HeadlineJul 27, 2005

The battle over Supreme Court nominee John Roberts is heating up. On Tuesday, the White House released 15,000 pages of documents stemming from Roberts service as an attorney for the Reagan administration. But the administration is refusing to hand over documents related to his work as deputy solicitor general under the first President Bush.

According to the Washington Post, the newly released documents show that Roberts was a significant backstage player in the legal policy debates of the early Reagan administration.

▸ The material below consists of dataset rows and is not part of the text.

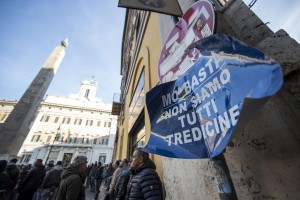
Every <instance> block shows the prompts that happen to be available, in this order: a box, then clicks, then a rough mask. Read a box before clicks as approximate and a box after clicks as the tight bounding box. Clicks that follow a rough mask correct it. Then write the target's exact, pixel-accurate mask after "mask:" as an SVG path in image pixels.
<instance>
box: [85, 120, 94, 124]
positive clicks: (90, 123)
mask: <svg viewBox="0 0 300 200" xmlns="http://www.w3.org/2000/svg"><path fill="white" fill-rule="evenodd" d="M85 125H86V126H93V120H90V119H88V120H86V123H85Z"/></svg>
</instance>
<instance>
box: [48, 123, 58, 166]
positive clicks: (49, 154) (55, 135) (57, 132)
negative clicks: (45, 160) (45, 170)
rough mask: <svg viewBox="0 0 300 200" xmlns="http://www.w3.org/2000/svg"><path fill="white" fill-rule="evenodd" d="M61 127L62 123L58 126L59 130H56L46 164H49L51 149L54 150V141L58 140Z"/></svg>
mask: <svg viewBox="0 0 300 200" xmlns="http://www.w3.org/2000/svg"><path fill="white" fill-rule="evenodd" d="M60 128H61V124H60V125H59V126H58V128H57V131H56V134H55V137H54V140H53V142H52V144H51V146H50V150H49V153H48V156H47V158H46V162H45V165H46V164H47V162H48V159H49V156H50V153H51V151H52V148H53V146H54V142H55V140H57V139H58V135H59V131H60Z"/></svg>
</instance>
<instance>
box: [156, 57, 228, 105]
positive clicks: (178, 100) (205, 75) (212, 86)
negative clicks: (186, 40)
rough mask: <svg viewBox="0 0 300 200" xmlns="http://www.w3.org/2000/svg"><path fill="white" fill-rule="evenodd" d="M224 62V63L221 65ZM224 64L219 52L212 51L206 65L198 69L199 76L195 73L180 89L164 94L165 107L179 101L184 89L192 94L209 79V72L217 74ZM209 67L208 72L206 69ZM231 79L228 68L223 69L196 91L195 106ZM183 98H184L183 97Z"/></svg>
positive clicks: (187, 94) (212, 74)
mask: <svg viewBox="0 0 300 200" xmlns="http://www.w3.org/2000/svg"><path fill="white" fill-rule="evenodd" d="M221 64H222V65H221ZM223 65H224V62H223V63H221V58H220V56H219V55H218V54H216V53H214V52H212V56H211V57H210V58H209V60H208V61H207V63H206V64H205V66H204V67H201V68H200V69H199V71H198V74H197V75H198V76H197V75H193V76H192V78H191V80H187V81H185V82H184V83H183V84H182V85H181V86H180V87H179V88H178V89H177V88H175V89H174V90H173V91H172V93H167V94H165V95H162V97H161V98H162V102H163V107H164V108H166V107H168V106H171V105H172V104H174V103H177V102H178V101H179V99H180V98H179V94H180V93H181V92H182V91H184V92H185V93H184V94H185V96H187V95H190V94H191V93H192V92H194V91H195V89H197V88H198V87H200V86H202V85H203V83H204V82H205V81H207V80H206V79H207V77H208V76H207V75H208V74H207V73H209V75H211V76H212V75H213V74H215V73H216V72H217V71H219V70H221V67H222V66H223ZM206 68H207V69H208V72H206V71H205V69H206ZM229 80H230V72H229V70H228V69H222V71H221V73H220V75H219V76H218V77H214V78H213V79H212V81H208V82H207V83H206V84H205V85H204V87H203V88H202V89H201V91H200V93H201V94H199V92H198V93H195V96H196V97H195V96H194V97H192V102H193V106H194V107H195V106H196V105H197V104H198V103H201V102H202V101H203V100H205V99H206V98H208V97H210V96H211V95H212V94H213V93H215V92H217V90H218V89H221V85H220V84H222V85H225V84H227V83H228V82H229ZM181 99H182V98H181Z"/></svg>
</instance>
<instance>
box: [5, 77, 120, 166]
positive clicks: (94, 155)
mask: <svg viewBox="0 0 300 200" xmlns="http://www.w3.org/2000/svg"><path fill="white" fill-rule="evenodd" d="M97 87H98V86H97V83H95V82H94V81H83V82H82V84H81V88H80V91H79V93H78V94H70V95H69V96H68V97H61V96H52V95H48V96H46V98H45V99H44V100H43V101H42V103H41V104H40V107H39V109H38V111H37V113H36V117H35V120H34V121H33V122H32V124H31V128H30V131H29V133H28V136H27V137H26V139H25V141H24V143H23V145H22V147H21V149H20V151H19V154H18V156H19V157H20V159H19V163H20V164H25V163H33V162H34V161H35V160H36V159H38V158H40V159H43V161H44V163H46V162H48V161H54V162H56V161H58V160H62V161H63V164H64V165H67V164H69V163H70V162H71V160H72V159H73V158H74V157H75V156H76V155H85V156H87V158H88V162H95V161H101V162H102V163H109V162H111V161H112V154H113V144H114V140H115V134H116V124H117V117H116V116H113V115H111V108H112V104H111V103H105V102H103V101H102V100H101V99H99V98H96V91H97ZM5 102H6V103H5ZM1 103H2V108H1V120H2V121H1V122H4V120H5V118H6V117H7V115H8V114H9V112H10V110H12V109H13V106H14V104H15V102H9V101H2V102H1Z"/></svg>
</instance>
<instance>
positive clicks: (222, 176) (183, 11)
mask: <svg viewBox="0 0 300 200" xmlns="http://www.w3.org/2000/svg"><path fill="white" fill-rule="evenodd" d="M213 2H214V3H215V6H216V10H217V11H216V16H217V20H216V23H217V29H216V33H223V34H229V35H232V36H234V37H236V38H238V39H239V40H241V41H243V42H245V43H247V44H250V45H252V46H254V47H256V48H258V49H261V50H263V51H264V52H265V53H267V54H269V55H270V56H272V57H273V58H274V59H276V60H277V61H278V62H279V63H280V64H281V66H282V70H283V73H284V77H285V81H286V82H285V84H284V86H283V88H282V90H281V91H280V92H279V93H278V94H277V95H275V96H274V97H272V98H271V99H270V100H269V102H268V103H267V104H266V105H265V106H264V107H263V109H261V110H260V111H259V113H258V115H257V117H256V118H254V119H253V120H251V121H250V122H248V124H247V125H246V126H245V127H243V130H242V131H241V132H240V133H239V134H236V135H234V136H233V137H232V140H231V142H230V143H229V145H228V146H227V148H226V151H225V152H223V153H222V154H221V156H220V157H218V158H216V159H198V160H186V159H172V158H166V157H162V156H157V155H151V158H152V159H153V160H154V161H155V163H156V165H157V171H158V173H159V175H160V177H161V179H162V180H163V183H164V188H165V191H166V199H191V200H198V199H212V200H215V199H249V200H250V199H263V198H274V199H275V198H276V199H297V198H299V192H298V189H297V185H299V183H300V182H299V180H300V179H299V173H298V171H299V166H300V159H299V156H298V157H297V154H299V153H300V149H299V137H300V136H299V131H298V130H299V128H300V127H299V121H300V118H299V113H300V109H299V92H297V91H299V88H300V85H299V81H297V80H299V74H300V73H299V69H300V66H299V63H300V60H299V57H300V51H299V49H300V47H299V44H298V43H297V42H296V41H295V40H293V39H292V38H290V37H289V36H288V34H287V33H285V31H283V30H280V31H278V32H276V33H273V32H272V31H271V30H270V29H269V28H268V26H267V25H265V24H264V23H263V22H262V21H261V20H260V19H259V18H258V17H257V16H256V15H255V14H254V13H253V12H252V11H251V10H250V9H249V7H248V6H247V5H245V4H244V3H243V2H242V1H241V0H230V1H213ZM220 2H222V3H220ZM179 3H180V6H181V9H182V11H183V12H185V11H187V9H188V8H189V7H190V6H191V5H192V4H193V3H195V1H193V0H188V1H183V0H179ZM178 20H179V18H177V17H173V16H170V15H164V14H158V13H154V12H147V11H142V10H133V9H127V12H126V19H125V26H124V34H123V43H122V58H121V75H122V76H123V78H122V82H121V91H122V93H121V97H120V101H119V102H117V101H116V102H114V104H113V107H114V109H113V113H115V114H117V115H118V116H119V120H118V128H117V136H116V143H115V151H114V158H116V159H121V158H126V157H130V156H131V154H132V152H133V149H134V148H135V147H137V146H144V145H145V144H146V143H147V140H148V139H149V137H150V122H149V117H148V114H147V108H146V105H145V95H146V93H147V92H148V91H149V90H151V89H152V88H153V87H154V86H155V85H157V84H159V79H158V69H157V67H158V62H159V57H160V52H161V50H162V46H163V44H164V43H165V41H166V40H167V37H168V35H169V33H170V31H171V30H172V29H173V27H174V26H175V24H176V22H178ZM293 91H294V92H293Z"/></svg>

  • Roberts presented a defense of bills in Congress that would have stripped the Supreme Court of jurisdiction over abortion, busing and school prayer cases.
  • He argued for a narrow interpretation of Title IX, the landmark law that bars sex discrimination in intercollegiate athletic programs.
  • And he even counseled his boss on how to tell the Rev. Martin Luther King Jr.’s widow that the administration was cutting off federal funding for the Atlanta center that bears his name.
  • Other documents show that Roberts argued for restrictions on the rights of prisoners to litigate their grievances.
  • He depicted as “judicial activism” a lower court’s order requiring a sign-language interpreter for a hearing-impaired public school student who had already been given a hearing aid and tutors.
  • And he argued for wider latitude for prosecutors and police to question suspects out of the presence of their attorneys.

According to the Washington Post, in the rare instances revealed in the documents in which Roberts disagreed with his superiors on the proper legal course to take on major social issues of the day, he advocated a more conservative tack.